Era una mañana plácida de primavera y en la estación central de Yokohama, 25 kilómetros al sur de Tokio, pululaba un gentío inmenso. Oficinistas que finalizaban el almuerzo, secretarias ensimismadas ante los escaparates aprovechando los últimos minutos antes de volver al tajo y decenas de escolares uniformados camino de sus centros de estudios. Más de 300.000 personas utilizan las instalaciones y los servicios adyacentes compuestos por un centenar de tiendas, restaurantes y grandes almacenes. Seis empresas ferroviarias diferentes ofrecen sus servicios en un espacio laberíntico caracterizado por un complejo entramado de pasillos, sótanos y escaleras mecánicas.
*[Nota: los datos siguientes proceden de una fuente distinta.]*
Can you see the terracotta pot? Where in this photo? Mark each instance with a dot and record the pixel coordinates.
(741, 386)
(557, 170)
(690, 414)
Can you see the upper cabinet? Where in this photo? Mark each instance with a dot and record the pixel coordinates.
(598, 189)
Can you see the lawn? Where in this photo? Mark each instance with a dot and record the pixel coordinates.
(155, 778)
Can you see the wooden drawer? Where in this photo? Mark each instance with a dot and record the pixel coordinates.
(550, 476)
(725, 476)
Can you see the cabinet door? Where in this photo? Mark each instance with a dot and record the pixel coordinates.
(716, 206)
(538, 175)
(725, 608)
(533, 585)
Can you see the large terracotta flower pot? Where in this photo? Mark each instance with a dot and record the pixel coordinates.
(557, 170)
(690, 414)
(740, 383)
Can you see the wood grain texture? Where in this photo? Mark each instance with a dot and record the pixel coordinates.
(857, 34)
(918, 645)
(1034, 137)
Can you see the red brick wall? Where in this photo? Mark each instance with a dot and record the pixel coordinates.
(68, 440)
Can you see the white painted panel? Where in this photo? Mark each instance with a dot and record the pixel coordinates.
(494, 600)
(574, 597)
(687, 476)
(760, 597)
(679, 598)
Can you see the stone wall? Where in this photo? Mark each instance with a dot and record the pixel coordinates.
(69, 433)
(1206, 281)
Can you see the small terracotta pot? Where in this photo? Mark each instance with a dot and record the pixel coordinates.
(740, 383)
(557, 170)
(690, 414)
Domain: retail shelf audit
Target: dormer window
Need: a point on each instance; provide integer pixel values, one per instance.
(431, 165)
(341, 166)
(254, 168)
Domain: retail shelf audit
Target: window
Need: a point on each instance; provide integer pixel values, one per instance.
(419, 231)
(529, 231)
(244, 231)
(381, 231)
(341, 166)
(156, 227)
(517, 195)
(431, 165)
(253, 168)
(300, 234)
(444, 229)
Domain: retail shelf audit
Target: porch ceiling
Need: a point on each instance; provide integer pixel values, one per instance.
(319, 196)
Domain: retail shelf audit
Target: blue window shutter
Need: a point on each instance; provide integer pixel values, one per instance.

El ulular incesante de las ambulancias, las sirenas de los bomberos, los ocho helicópteros que en pocos minutos comenzaron a sobrevolar las instalaciones, sumados al enjambre de policías, algunos equipados con máscaras antigás, hicieron rememorar instantáneamente el ataque con gas sarín en el metro de Tokio, el pasado 20 de marzo, que se cobró 12 víctimas mortales. La policía !detuvo ayer a Kiyohide Hayakawa, segundo de a bordo de la secta La Verdad Suprema, acusada del ataque con sarín.

La policía acordonó una sección del pasillo subterráneo y cerró varias galerías comerciales. Ante el temor de que el gas letal sarín hubiera sido utilizado de nuevo, los equipos sanitarios escrutaban escrupulosamente las pupilas de los heridos. El sarín afecta inmediatamente a la presión sanguínea y retrae e se órgano corporal. Según fuentes sanitarias, ninguno de los 304 ciudadanos tratados médicamente ha mostrado síntomas relacionados con una intoxicación de ese gas letal.

Los intoxicados repetían casi palabra por palabra, según iban siendo trasladados a los hospitales, los mismos signos de malestar general. “Estoy mareada y me pican los ojos”, se quejaba una señora en la treintena.

La policía, que reaccionó, según comentarios de algunos testigos, “con una agresividad inusitada, fruto lógico del nerviosismo existente”, implantó un imponente dispositivo de seguridad en el que participaron 6.000 agentes. Las fuerzas de seguridad están convencidas de que la aparición de los malos olores en dos sitios diferentes, uno en la galería comercial subterránea y otro en un tren -que arribó poco después a la estación, apuntan a un acto criminal intencionado.